Dating a Banker Anonymous a Satirical Hoax, Times Admits

Remember how last month we all had fun hating that "support group" Dating a Banker Anonymous [DABA], created by and for materialistic ladies freaking out about their suddenly penurious boyfriends? And then, after a NY Times article about the women led to an immediate book deal for the DABA co-founders—swiftly followed by talk of a movie and TV deal—we all gagged on our own bile? Well, as previously suspected, the whole thing was just a satirical put-on—there never was any support group, just a blog—and the Paper of Record has just issued a mea culpa, almost four weeks after the article was originally published:

An article on Jan. 28 about women who commiserated over dating Wall Street bankers caught in the financial crisis described a group they had formed, Dating a Banker Anonymous, as a support group. That is the name of their blog. Its creators originally told The Times that about 30 women had participated, but since publication, they have said that all involved were friends. Laney Crowell, one of the women who started the blog, said in the article that it was “very tongue in cheek;” she has since described it as a satire that embellishes true experiences for effect. Had the nature of the blog been made clear at the outset, the article would have described it accordingly, not as a support group.
Not that it makes a difference to anyone rushing to cash in on the nation's lust for Schadenfreude; the DABA girls' new literary agent tells Newsweek, "It’s a humor book. That’s the category it would be." The continued interest is damn good news for Crowell; she was recently fired from her job at online fashion channel StyleCaster "because DABA-fever had become a distraction."

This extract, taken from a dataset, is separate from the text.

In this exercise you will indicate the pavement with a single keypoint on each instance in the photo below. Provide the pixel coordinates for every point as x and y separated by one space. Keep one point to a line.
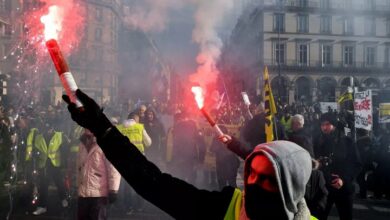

Did Times Get Duped By Dating a Banker Anonymous?

The Internets lit up with Schadenfreude Wednesday when the Times published an article about a group of some 30 unabashedly materialistic ladies who gather regularly to vent about how their financial industry boyfriends are no longer keeping them in Manolo Blahniks and Megu. But some observers immediately smelled something fishy, and when the two women who started the Dating A Banker Anonymous group and blog swiftly scored a (rumored) book deal, the needle on the bullshit meter jumped. Media Bistro points us to one NPR blogger's thorough debunking, which asserts there most likely is no support group of 30 women, just a couple of media-savvy satirists who cleverly exploited the nation's eagerness to play tiny violins for bankrupt banking tools and the disillusioned gold diggers who "love" them. True or not, it's still a fun show, but the paper of record is going to have some serious 'splaining to do if this is indeed just an elaborate hoax. (Blogs, naturally, are unaccountable.)